A list of some of the top newcomers (and one familiar returnee) to look out for this season:
RASMUS DAHLIN, Buffalo Sabres defenseman
He’s a smooth-skating, heads-up play-making Swedish-born blue-liner, who has shown a fearless ability of jumping into the rush. Dahlin will require time to adapt to the smaller NHL ice surface and has shown signs of being a little too cavalier with the puck in committing turnovers. He is improving as a defender, and expected to quarterback the top power-play unit. The Sabres intend to allow Dahlin to learn from his mistakes in giving him plenty of playing time this year.
ELIAS PETTERSSON, Vancouver Canucks center
With Vancouver’s 2018 first-round draft pick defenseman Quinn Hughes committed to playing this season at Michigan, there’s plenty of buzz over Pettersson, the No. 5 overall pick in 2017. He’s coming off a season in which he helped Vaxjo win the Swedish Elite League championship and earned regular-season and playoff MVP honors.
Ryan Donato, Boston Bruins forward
After spending three seasons playing at Harvard for his father, former NHL player Ted Donato, the 22-year-old got a head start on his NHL career by scoring five goals and nine points in 12 games for the Bruins last season.
Warren Foegele, Carolina Hurricanes left wing
Though the jury remains out as to whether Svechnikov will spend the entire season in Carolina, the Hurricanes are high on Foegele, their 2014 third-round pick.
”He’s what we want in a Hurricane,” first-year coach Rod Brind’Amour told The Charlotte Observer this week. Foegele had two goals and an assist in his first two NHL games last season, and also finished second in AHL Charlotte with 28 goals as a rookie.
BRADY TKACHUK, Ottawa Senators forward
Selected with the No. 4 pick in the draft, the son of former NHL star Keith Tkachuk is considered a key building block of a Senators team rebuilding from scratch. At 19, he overcame a slow start in his freshman year at Boston University to score eight goals and 31 points in 40 games. Ottawa’s youth movement also includes Colin White, a 2015 first-round pick, who had two goals and four assists in 21 NHL games last season.

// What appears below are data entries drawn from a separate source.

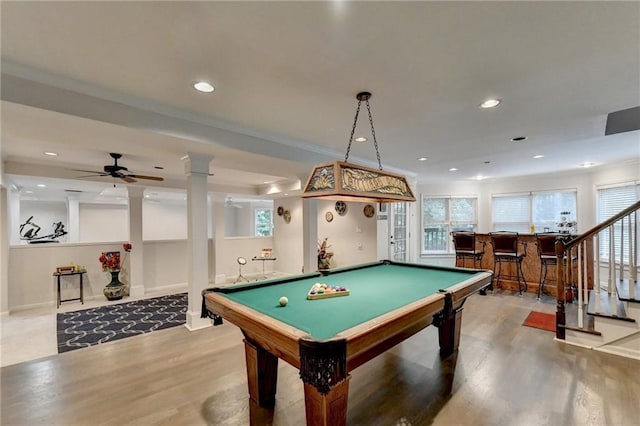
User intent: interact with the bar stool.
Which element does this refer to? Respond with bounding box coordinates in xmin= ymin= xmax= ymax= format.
xmin=489 ymin=231 xmax=527 ymax=294
xmin=451 ymin=231 xmax=487 ymax=268
xmin=536 ymin=232 xmax=562 ymax=299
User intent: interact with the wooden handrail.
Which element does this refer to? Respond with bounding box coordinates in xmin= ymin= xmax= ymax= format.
xmin=555 ymin=201 xmax=640 ymax=340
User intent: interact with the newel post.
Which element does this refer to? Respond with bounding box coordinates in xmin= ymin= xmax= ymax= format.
xmin=555 ymin=240 xmax=566 ymax=340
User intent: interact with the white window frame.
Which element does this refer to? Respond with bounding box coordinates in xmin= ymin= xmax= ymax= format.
xmin=596 ymin=181 xmax=640 ymax=265
xmin=420 ymin=195 xmax=478 ymax=255
xmin=253 ymin=207 xmax=273 ymax=237
xmin=491 ymin=188 xmax=578 ymax=233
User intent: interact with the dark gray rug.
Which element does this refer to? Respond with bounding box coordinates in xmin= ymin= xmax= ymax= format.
xmin=57 ymin=293 xmax=188 ymax=353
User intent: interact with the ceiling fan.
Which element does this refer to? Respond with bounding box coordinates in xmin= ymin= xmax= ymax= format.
xmin=77 ymin=152 xmax=164 ymax=183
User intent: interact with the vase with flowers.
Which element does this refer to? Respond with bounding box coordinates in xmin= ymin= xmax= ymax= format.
xmin=98 ymin=251 xmax=126 ymax=300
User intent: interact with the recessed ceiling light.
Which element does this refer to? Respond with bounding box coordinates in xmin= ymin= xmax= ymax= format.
xmin=480 ymin=99 xmax=502 ymax=108
xmin=193 ymin=81 xmax=215 ymax=93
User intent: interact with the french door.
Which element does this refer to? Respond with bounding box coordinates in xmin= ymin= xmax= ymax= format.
xmin=387 ymin=203 xmax=409 ymax=262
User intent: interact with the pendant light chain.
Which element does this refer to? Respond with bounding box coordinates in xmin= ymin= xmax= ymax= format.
xmin=344 ymin=92 xmax=382 ymax=170
xmin=344 ymin=99 xmax=362 ymax=162
xmin=367 ymin=99 xmax=382 ymax=170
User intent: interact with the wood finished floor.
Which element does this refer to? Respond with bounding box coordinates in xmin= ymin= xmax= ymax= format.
xmin=0 ymin=291 xmax=640 ymax=426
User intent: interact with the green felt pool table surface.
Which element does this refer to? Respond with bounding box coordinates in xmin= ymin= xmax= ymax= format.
xmin=214 ymin=263 xmax=482 ymax=340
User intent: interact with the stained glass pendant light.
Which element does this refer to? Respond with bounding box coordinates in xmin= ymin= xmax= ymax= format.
xmin=302 ymin=92 xmax=416 ymax=203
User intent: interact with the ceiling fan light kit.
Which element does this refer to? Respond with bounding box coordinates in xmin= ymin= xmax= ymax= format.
xmin=78 ymin=152 xmax=164 ymax=183
xmin=302 ymin=92 xmax=416 ymax=203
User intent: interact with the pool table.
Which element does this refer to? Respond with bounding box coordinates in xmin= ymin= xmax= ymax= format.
xmin=203 ymin=260 xmax=492 ymax=426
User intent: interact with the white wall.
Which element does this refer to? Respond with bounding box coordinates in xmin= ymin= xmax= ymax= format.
xmin=80 ymin=203 xmax=129 ymax=242
xmin=272 ymin=197 xmax=304 ymax=275
xmin=215 ymin=237 xmax=279 ymax=280
xmin=318 ymin=200 xmax=377 ymax=268
xmin=143 ymin=239 xmax=188 ymax=292
xmin=142 ymin=200 xmax=187 ymax=241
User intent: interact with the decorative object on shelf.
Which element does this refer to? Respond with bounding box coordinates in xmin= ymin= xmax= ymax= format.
xmin=362 ymin=204 xmax=376 ymax=217
xmin=318 ymin=238 xmax=333 ymax=270
xmin=98 ymin=251 xmax=126 ymax=300
xmin=302 ymin=92 xmax=416 ymax=203
xmin=335 ymin=201 xmax=347 ymax=216
xmin=556 ymin=211 xmax=578 ymax=234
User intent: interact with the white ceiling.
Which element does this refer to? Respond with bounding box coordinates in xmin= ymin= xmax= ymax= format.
xmin=1 ymin=1 xmax=640 ymax=198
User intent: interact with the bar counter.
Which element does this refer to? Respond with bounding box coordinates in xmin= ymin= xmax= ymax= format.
xmin=457 ymin=233 xmax=593 ymax=297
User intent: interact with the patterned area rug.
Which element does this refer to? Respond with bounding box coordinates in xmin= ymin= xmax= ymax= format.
xmin=522 ymin=311 xmax=556 ymax=331
xmin=57 ymin=293 xmax=188 ymax=353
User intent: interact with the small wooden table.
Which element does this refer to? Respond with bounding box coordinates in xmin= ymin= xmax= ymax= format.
xmin=251 ymin=256 xmax=276 ymax=279
xmin=53 ymin=269 xmax=87 ymax=308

Ilya Kovalchuk, Los Angeles Kings left wing
He’s back. After spending the past five seasons playing in the Kontinental Hockey League, the NHL’s 2001 No. 1 draft pick has returned to North America after signing a three-year contract with the Kings. At 35, Kovalchuk showed he’s not lost a step in splitting two Vegas defenseman and scoring his first preseason goal in a 7-2 loss last week. Kovalchuk has 417 goals and 816 points in 816 career games.